I dubbi di Pulisic sul suo percorso al Milan erano già emersi, alimentati dalla mancata qualificazione alla Champions League per il secondo anno consecutivo. Il suo attuale contratto scade il 30 giugno 2027, con opzione per un’ulteriore stagione, ma le trattative per il rinnovo si sono arenate da tempo. Si discuteva di un prolungamento fino al 2030 sulla base di 5 milioni di euro più bonus.
Questa situazione di stallo ha probabilmente influito sul rendimento dell’attaccante, che dopo un ottimo inizio di stagione ha vissuto un lungo digiuno dal gol con la maglia del Milan.

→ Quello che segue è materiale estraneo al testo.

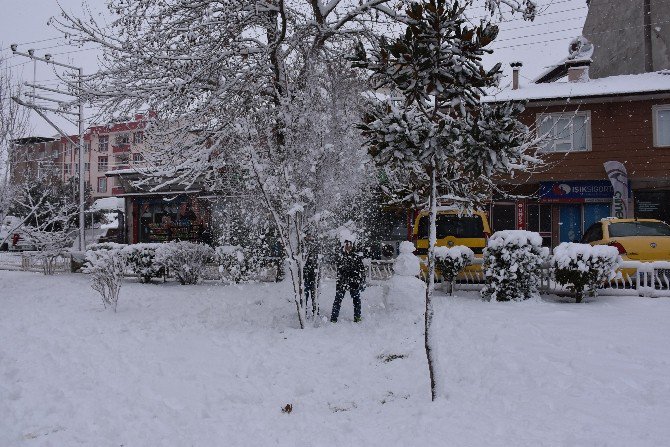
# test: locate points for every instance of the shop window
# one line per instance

Nonostante le perplessità del giocatore, la posizione del club appare decisa: sia il proprietario Gerry Cardinale sia il nuovo tecnico Ruben Amorim lo hanno definito un elemento incedibile e fondamentale per il progetto.
Il nodo cruciale è che il New York City FC non ha ancora presentato un’offerta ufficiale al Milan per il cartellino. Storicamente, i club della MLS non investono somme elevate per i trasferimenti, e per convincere la dirigenza milanista servirebbe una proposta economica di primo piano.
La società rossonera si trova di fronte a un bivio. Trattenere un giocatore scontento espone al rischio di vederlo partire a parametro zero in futuro. Se Pulisic dovesse rimanere, diventerebbe indispensabile rinegoziare il contratto.
In tal caso, le sue richieste economiche salirebbero notevolmente. Influenzato dalla proposta americana, difficilmente si accontenterebbe dei 5 milioni discussi in passato, e potrebbe puntare a un ingaggio superiore a quello di Rafael Leão, il più pagato della rosa con circa 7 milioni annui.